In 1854 the institution appealed for funds for a new building. The chairman remarked that deaf children who got no medical treatment and education “continue in a state of misery and utter helplessness” and “their condition was little better than that of idiots”. With education, they could earn a living, worship God and form guiding moral principles.

The institution’s annual meeting was a chance to show funders how the children were benefitting. In 1914 the press reported that some of the pupils performed a poem in “signs – the natural language of the deaf and dumb” (a forerunner of British Sign Language).

In 1916 there were 85 pupils at the school, which had taught 539 children since its formation. The girls were taught sewing and made many of their own clothes, as well as patching the boys’ shirts and nightshirts! They’d dispatched mittens and scarves to soldiers serving in the Great War. Some were learning to use sewing and knitting machines.

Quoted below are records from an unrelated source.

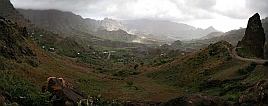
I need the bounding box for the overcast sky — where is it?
[10,0,268,32]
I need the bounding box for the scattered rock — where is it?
[0,85,12,106]
[42,77,87,105]
[237,13,265,58]
[159,94,232,106]
[239,79,268,106]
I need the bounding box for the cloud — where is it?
[246,0,268,18]
[8,0,268,31]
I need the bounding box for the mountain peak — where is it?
[206,26,216,30]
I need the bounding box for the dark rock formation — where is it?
[237,13,265,58]
[0,18,38,69]
[0,85,12,106]
[159,94,232,106]
[239,79,268,106]
[0,0,28,25]
[42,77,87,105]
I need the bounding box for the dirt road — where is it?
[227,47,267,64]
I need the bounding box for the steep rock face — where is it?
[238,13,265,58]
[0,85,12,106]
[0,0,28,25]
[17,9,89,35]
[0,17,38,67]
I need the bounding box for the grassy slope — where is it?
[148,41,267,102]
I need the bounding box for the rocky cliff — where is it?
[237,13,265,58]
[0,0,28,26]
[0,17,38,69]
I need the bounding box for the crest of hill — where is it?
[0,17,39,69]
[0,0,84,56]
[237,13,266,58]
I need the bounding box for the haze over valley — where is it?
[0,0,268,106]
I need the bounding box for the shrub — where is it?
[238,62,257,75]
[263,61,268,66]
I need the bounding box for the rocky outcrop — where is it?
[0,85,12,106]
[0,17,38,67]
[159,94,232,106]
[42,77,87,105]
[237,13,265,58]
[239,79,268,106]
[0,0,28,25]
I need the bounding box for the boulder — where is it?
[42,77,87,105]
[159,94,232,106]
[237,13,265,58]
[239,79,268,106]
[0,85,12,106]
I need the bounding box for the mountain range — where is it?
[18,9,218,43]
[0,0,268,106]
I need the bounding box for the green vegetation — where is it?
[236,48,256,58]
[238,62,257,75]
[0,70,55,106]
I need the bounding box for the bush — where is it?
[238,62,257,75]
[263,61,268,66]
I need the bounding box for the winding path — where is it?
[227,47,267,64]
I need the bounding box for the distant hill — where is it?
[0,0,84,56]
[18,9,157,43]
[17,9,90,35]
[201,32,223,39]
[120,19,220,42]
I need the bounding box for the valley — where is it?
[0,0,268,106]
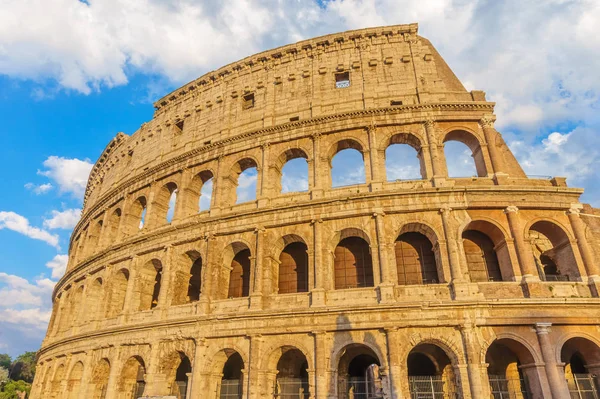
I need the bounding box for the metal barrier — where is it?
[275,377,309,399]
[408,375,458,399]
[567,374,599,399]
[489,375,531,399]
[219,380,242,399]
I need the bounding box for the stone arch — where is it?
[216,240,252,299]
[88,358,110,399]
[104,208,122,246]
[328,137,368,187]
[105,268,129,318]
[442,128,487,177]
[66,361,83,399]
[484,335,542,399]
[461,218,514,282]
[331,342,385,399]
[150,181,179,227]
[271,147,309,194]
[136,259,163,311]
[333,228,375,289]
[525,219,581,281]
[382,132,427,180]
[84,277,104,321]
[116,355,146,399]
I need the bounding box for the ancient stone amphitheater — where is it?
[32,24,600,399]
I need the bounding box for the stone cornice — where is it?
[78,102,495,233]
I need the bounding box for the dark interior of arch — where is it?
[334,237,373,289]
[279,242,308,294]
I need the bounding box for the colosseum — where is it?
[31,24,600,399]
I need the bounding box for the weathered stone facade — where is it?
[31,25,600,399]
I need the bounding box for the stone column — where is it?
[439,207,465,283]
[567,208,600,277]
[156,245,173,309]
[535,323,570,399]
[366,125,384,191]
[250,227,266,309]
[504,206,539,282]
[310,219,325,306]
[460,324,490,398]
[311,132,329,199]
[479,115,506,174]
[373,210,398,302]
[425,119,446,183]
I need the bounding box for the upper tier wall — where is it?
[84,24,485,209]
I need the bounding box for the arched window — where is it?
[334,237,373,289]
[394,232,439,285]
[227,248,250,298]
[444,130,487,177]
[138,259,162,310]
[220,352,244,399]
[106,269,129,317]
[407,344,458,398]
[187,256,202,302]
[275,348,310,399]
[328,139,366,187]
[385,133,427,181]
[529,221,580,281]
[279,242,308,294]
[233,158,258,204]
[462,230,502,282]
[281,157,308,193]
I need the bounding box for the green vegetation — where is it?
[0,352,35,399]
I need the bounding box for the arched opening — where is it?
[394,232,439,285]
[274,347,310,399]
[219,352,244,399]
[66,362,83,399]
[138,259,162,310]
[330,140,366,187]
[50,364,65,399]
[117,356,146,399]
[171,352,192,399]
[187,253,202,302]
[276,148,308,193]
[462,230,502,282]
[82,278,103,321]
[338,344,384,399]
[407,343,457,399]
[227,248,250,298]
[278,242,308,294]
[444,130,487,177]
[106,269,129,317]
[104,208,121,245]
[334,237,374,289]
[88,359,110,399]
[529,220,580,281]
[560,337,600,399]
[232,158,258,204]
[385,133,427,181]
[485,339,537,399]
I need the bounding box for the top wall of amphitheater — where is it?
[85,24,493,216]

After Swansea was bombed in the Second World War, institution principal Louis Bayliss reported that his pupils had returned home – safe “but gradually losing their speech and language”. His efforts to reopen the school where there was no bombing threat had failed, because all suitable buildings in Wales were “occupied by military or evacuees from England”.

In 1950 a replacement school for the deaf was opened in Llandrindod.